Existo pelo amor e, por ele, sou capaz de continuar. Vibrar paz e gentileza em um mundo no qual tudo se tornou produto – até a própria espiritualidade – nem sempre é tarefa das mais simples.

Mas talvez aí esteja uma pista. A vida nunca teve a pretensão de ser simplista. O que ela quer mesmo é nos estimular a sermos melhores a cada dia, mesmo quando só vemos sombras ao redor.

Você finaliza “Imagine” dizendo que espera que mais pessoas se juntem pelo ideal aparentemente distante do mundo inteiro vivendo como “um”. São palavras fortes que você semeou.

Elas continuam eternas aqui. Talvez eu também não esteja mais viva no futuro para ver o dia em que isso irá acontecer, mas sei que somos capazes de chegar lá enquanto humanidade.

Você nunca foi mesmo o único sonhador. Nem eu serei a única sonhadora.

Podermos ser como pontos espalhados em diferentes esferas de tempo, espaço e consciência, mas estamos de certa forma sempre conectados com quem partilha de nossos valores.

Obrigada por ter imaginado um mundo melhor.

Toda transformação realmente começa aí.

Um abraço,

Rafaela




4 respostas para “Diários de Quarentena – Carta 2, John Lennon”

  1. Querida Rafaela, também me perguntei ao longo da vida quando começamos a endurecer e a ficarmos opacos como você disse.
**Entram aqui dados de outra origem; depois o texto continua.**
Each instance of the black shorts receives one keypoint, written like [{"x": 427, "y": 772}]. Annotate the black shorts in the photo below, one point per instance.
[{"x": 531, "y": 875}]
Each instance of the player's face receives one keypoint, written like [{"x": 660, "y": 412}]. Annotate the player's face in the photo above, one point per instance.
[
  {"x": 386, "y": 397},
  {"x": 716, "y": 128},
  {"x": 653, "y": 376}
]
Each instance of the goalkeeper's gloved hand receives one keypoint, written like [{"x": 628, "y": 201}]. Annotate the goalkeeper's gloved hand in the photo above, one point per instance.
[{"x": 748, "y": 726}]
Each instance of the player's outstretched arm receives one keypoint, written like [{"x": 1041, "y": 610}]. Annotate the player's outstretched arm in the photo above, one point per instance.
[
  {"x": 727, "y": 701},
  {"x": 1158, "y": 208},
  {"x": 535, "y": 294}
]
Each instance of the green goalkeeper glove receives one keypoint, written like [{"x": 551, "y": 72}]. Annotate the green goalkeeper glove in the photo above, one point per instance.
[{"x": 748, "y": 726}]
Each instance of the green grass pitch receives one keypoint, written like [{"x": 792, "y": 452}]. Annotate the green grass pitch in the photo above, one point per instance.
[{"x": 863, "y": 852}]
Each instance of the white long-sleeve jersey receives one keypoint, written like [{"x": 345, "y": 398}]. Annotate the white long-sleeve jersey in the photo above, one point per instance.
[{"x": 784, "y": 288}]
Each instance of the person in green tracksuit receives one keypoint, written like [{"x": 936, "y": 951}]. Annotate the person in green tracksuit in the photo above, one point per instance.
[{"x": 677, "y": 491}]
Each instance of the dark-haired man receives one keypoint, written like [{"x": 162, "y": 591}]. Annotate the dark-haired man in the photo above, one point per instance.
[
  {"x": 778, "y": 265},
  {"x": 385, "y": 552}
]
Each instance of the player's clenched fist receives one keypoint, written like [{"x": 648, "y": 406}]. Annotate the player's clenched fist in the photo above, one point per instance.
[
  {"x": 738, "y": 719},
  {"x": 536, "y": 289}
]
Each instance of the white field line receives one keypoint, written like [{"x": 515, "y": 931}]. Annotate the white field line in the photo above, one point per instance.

Outras vezes, me perguntei em qual momento eu me perdi e fiquei a deriva ou sem direção. Algumas respostas tem sido muito duras mas carregadas de muito autoconhecimento, descobertas e redescobertas. Acho que esse tempo de quarentena tem sido assim para muitos de nós: uma louca viagem dentro da nossa própria existência.

    Um abraço, com muita emoção!

    Renata

    1. Com certeza, Renata!

      A quarentena foi um chamado inadiável para esse mergulho dentro de nós mesmos. Às vezes é duro, pois foi algo que nos foi “imposto”, não tivemos nenhuma possibilidade de escolha. Mas acredito que quem está vivenciando esse processo agora, sairá de toda essa situação muito mais forte. Saiba que você não é a única experimentando processos intensos..hehe

      Um abraço carinhoso e obrigada pelo comentário,
      Rafa

    1. Oi, Bibi!!

      Ahh, que linda. <3
      Amo ler em voz alta também, mas nunca experimentei fazer isso com textos meus haha
      Sobre o amor...o que dizer, né?
      Sigo achando que ele é mesmo a razão da vida.
      Ontem, inclusive, li em "Os Miseráveis": "Amar ou ter amado, isso é suficiente. Não peça mais nada. Não há outra pérola a ser encontrada nas escuras dobras da vida. Amar é uma consumação".

      Beijo e obrigada por estar aqui.